# anyone wanna start a weekly weigh in thread???



## jooles (Aug 3, 2008)

hi girls!!

just wondering if anyone fancied a weekly weigh in result board? was thinking we could pick a day where we all get weighed then post any losses or gains on here? think it would be good if we could all motivate each other but i know it can be hard when on tx etc so just a thought!! no problem if it isnt a "goer" 

jules


----------



## Suzejdc (May 13, 2007)

Oh good luck Jules, I think this sounds like a brilliant idea! Easier when there are others doing it and to help spur each other on.

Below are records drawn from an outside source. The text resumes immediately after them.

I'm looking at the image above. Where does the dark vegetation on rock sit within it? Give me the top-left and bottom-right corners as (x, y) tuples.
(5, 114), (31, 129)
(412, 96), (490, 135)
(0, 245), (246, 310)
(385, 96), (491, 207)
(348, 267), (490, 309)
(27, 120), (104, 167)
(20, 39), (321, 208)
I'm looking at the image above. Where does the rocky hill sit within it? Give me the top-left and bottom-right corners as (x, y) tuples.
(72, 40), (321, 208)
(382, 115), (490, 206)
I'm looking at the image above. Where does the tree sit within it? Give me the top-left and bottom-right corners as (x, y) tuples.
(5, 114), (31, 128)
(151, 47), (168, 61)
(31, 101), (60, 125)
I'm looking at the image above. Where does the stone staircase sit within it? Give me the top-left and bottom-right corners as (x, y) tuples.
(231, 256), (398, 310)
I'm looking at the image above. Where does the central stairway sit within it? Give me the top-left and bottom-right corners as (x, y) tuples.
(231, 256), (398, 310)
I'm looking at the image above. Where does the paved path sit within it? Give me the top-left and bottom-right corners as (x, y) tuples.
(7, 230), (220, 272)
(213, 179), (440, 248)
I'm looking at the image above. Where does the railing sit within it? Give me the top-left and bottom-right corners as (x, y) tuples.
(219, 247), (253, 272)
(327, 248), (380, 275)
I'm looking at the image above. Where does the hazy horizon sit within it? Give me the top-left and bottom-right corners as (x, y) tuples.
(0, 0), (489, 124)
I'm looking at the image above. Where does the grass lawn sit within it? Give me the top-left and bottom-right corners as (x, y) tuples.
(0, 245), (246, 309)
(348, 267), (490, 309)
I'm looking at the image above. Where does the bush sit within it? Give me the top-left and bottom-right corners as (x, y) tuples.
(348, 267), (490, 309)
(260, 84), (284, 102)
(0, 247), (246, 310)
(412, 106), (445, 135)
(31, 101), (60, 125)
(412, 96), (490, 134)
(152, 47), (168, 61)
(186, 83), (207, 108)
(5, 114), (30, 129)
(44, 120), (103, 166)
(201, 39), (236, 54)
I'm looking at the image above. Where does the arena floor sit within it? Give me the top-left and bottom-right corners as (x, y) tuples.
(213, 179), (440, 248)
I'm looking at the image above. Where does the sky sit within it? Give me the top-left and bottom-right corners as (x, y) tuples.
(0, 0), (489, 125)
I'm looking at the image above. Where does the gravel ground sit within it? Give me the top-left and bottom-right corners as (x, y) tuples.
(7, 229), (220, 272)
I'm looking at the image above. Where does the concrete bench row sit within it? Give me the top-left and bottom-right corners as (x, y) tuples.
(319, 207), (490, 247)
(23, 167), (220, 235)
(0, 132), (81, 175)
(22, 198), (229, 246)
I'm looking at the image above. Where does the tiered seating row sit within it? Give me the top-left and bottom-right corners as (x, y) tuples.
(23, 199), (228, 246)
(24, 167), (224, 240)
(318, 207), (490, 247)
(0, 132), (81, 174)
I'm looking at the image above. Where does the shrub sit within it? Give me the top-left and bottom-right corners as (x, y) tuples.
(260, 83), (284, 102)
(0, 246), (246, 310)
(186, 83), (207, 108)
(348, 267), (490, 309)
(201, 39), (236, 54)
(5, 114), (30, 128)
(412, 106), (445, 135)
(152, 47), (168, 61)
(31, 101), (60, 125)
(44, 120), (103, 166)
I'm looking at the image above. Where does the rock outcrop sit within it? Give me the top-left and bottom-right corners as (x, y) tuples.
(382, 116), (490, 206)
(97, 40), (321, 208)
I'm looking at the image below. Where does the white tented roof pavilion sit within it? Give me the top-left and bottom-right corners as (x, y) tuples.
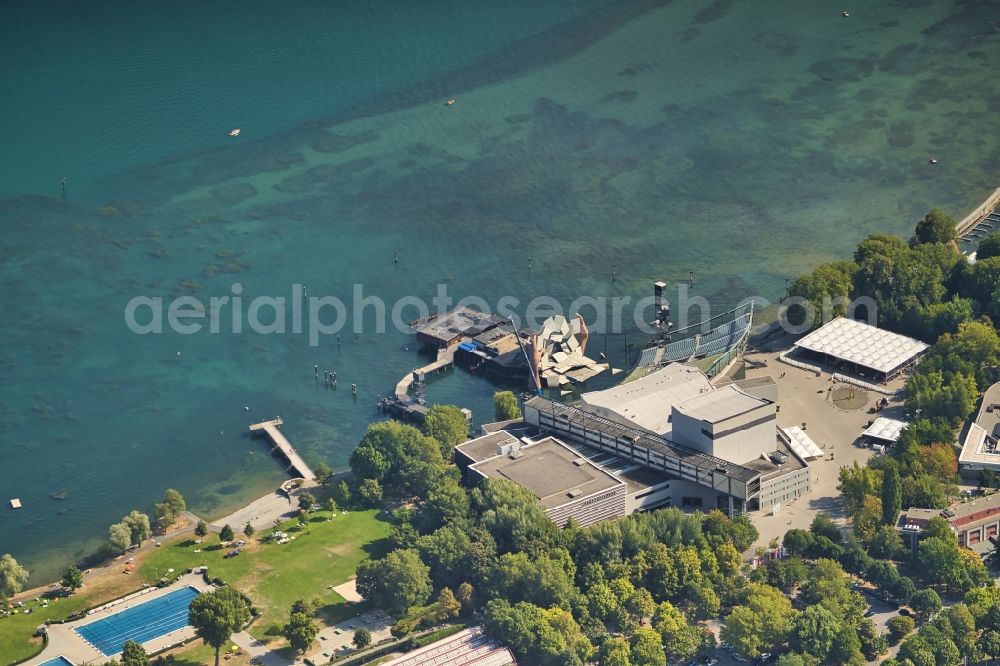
(782, 426), (823, 460)
(795, 317), (930, 378)
(861, 416), (909, 444)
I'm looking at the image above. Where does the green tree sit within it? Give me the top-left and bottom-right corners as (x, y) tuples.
(600, 638), (632, 666)
(979, 628), (1000, 659)
(483, 599), (588, 666)
(787, 261), (858, 328)
(62, 564), (83, 591)
(108, 523), (132, 553)
(631, 627), (667, 666)
(836, 461), (882, 516)
(827, 625), (865, 666)
(882, 462), (903, 525)
(855, 617), (889, 661)
(163, 488), (187, 516)
(351, 446), (392, 480)
(298, 491), (316, 512)
(653, 601), (701, 659)
(188, 586), (250, 666)
(434, 587), (462, 622)
(356, 549), (431, 615)
(313, 463), (333, 486)
(885, 615), (916, 643)
(898, 634), (938, 666)
(424, 405), (469, 460)
(458, 581), (475, 608)
(471, 478), (555, 553)
(323, 497), (337, 520)
(781, 529), (815, 556)
(809, 512), (843, 543)
(869, 525), (903, 560)
(484, 548), (580, 608)
(976, 232), (1000, 260)
(910, 588), (942, 618)
(914, 208), (958, 244)
(153, 502), (177, 533)
(425, 476), (469, 527)
(719, 606), (764, 659)
(122, 511), (153, 546)
(493, 391), (521, 421)
(333, 480), (351, 506)
(121, 641), (149, 666)
(358, 479), (382, 507)
(351, 627), (372, 650)
(788, 606), (841, 661)
(282, 613), (319, 654)
(0, 553), (28, 598)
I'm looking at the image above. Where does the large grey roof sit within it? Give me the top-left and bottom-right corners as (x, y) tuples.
(676, 384), (771, 423)
(795, 317), (930, 373)
(580, 363), (713, 435)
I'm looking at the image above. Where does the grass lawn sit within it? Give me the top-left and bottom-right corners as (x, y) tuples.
(138, 511), (389, 642)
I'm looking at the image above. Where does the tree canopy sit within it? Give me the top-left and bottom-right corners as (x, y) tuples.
(188, 585), (250, 666)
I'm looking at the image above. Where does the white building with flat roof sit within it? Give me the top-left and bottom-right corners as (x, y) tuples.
(671, 384), (777, 463)
(795, 317), (930, 380)
(958, 383), (1000, 478)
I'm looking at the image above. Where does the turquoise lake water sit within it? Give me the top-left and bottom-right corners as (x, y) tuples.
(0, 0), (1000, 582)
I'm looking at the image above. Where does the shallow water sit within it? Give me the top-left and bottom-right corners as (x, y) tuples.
(0, 0), (1000, 580)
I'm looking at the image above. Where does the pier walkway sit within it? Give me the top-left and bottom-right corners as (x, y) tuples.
(956, 187), (1000, 243)
(250, 416), (316, 481)
(379, 345), (457, 421)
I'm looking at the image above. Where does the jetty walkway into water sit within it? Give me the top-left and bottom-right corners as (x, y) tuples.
(250, 416), (316, 481)
(379, 345), (457, 421)
(956, 187), (1000, 243)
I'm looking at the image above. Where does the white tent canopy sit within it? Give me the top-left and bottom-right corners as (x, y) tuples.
(795, 317), (929, 374)
(862, 416), (909, 444)
(782, 426), (823, 460)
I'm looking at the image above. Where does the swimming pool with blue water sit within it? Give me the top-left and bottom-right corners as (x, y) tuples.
(38, 655), (73, 666)
(76, 587), (198, 657)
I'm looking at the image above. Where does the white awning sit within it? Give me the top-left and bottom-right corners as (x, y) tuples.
(862, 416), (909, 444)
(782, 426), (823, 460)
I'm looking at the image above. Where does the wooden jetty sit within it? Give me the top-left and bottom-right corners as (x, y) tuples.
(250, 416), (316, 481)
(955, 187), (1000, 238)
(379, 345), (456, 421)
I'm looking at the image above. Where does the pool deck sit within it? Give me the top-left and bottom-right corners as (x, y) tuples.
(22, 574), (212, 666)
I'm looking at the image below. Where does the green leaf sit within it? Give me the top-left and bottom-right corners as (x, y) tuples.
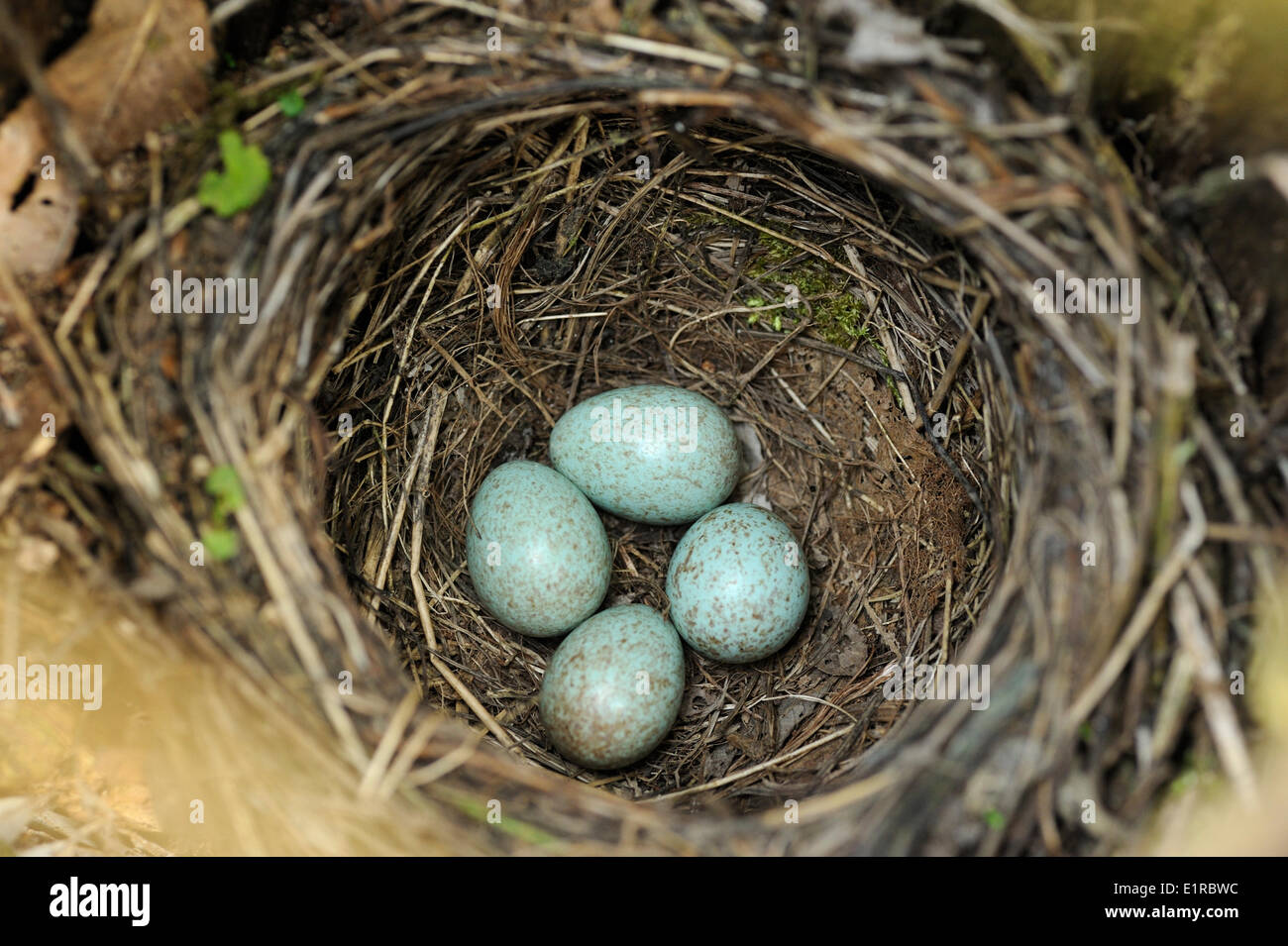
(197, 132), (271, 216)
(205, 464), (246, 525)
(201, 525), (237, 562)
(277, 89), (304, 119)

I'll be needing soemthing like this in 6 months time!


----------



## two_babies (Sep 2, 2008)

Good one Jooles !!!


----------



## jooles (Aug 3, 2008)

okey dokey sounds good!!! 

wanna pick a night and well start next week maybe? what about a wednesday night just whatever suits ya all


----------



## Strawberry* (Jul 8, 2008)

Jooles sounds good to me.  I am back at Weightwatchers and it is on a Wed nite so I will log on and update you with my loss!  You can start with :

Wed 22nd April lost 5lbs


----------



## jooles (Aug 3, 2008)

happy days strawberry!!!! i put on 3 last week so hoping a weekend without my beloved wine and choc will make a difference on wednesday!! ill post and let ya know!!! how everyone else gettin on


----------



## jooles (Aug 3, 2008)

oh oh 2lbs 2oz on this week!!! what the   - and thats without the wine and chocs and munchies last weekend


----------



## Strawberry* (Jul 8, 2008)

yay go Jooles!!!

Reporting for duty ... i had another 2.5 off   couldn't beleive it!  So I am 7.5lbs down in 2 weeks


----------



## jooles (Aug 3, 2008)

nice one strawberry!!!

keep this up and there will be nowt left of ya    youll be putting me to shame!! im back on straight and narrow tomoro - weekends are always a feckin killer


----------



## Anthony Reid (Jan 1, 2002)

Don't forget we have the belly buddies weight loss group - you have to ask for access in the tech support board.


----------



## jooles (Aug 3, 2008)

thanks tony will check that out


----------



## Strawberry* (Jul 8, 2008)

another little half lb off   takes it to 8lbs of fat gone


----------



## jooles (Aug 3, 2008)

woohoo well done strawberry - you go girl     i stayed the same so happy enough with that after mad weekend of drinkies and munchies


----------



## Strawberry* (Jul 8, 2008)

hey that is good after a mad weekend


----------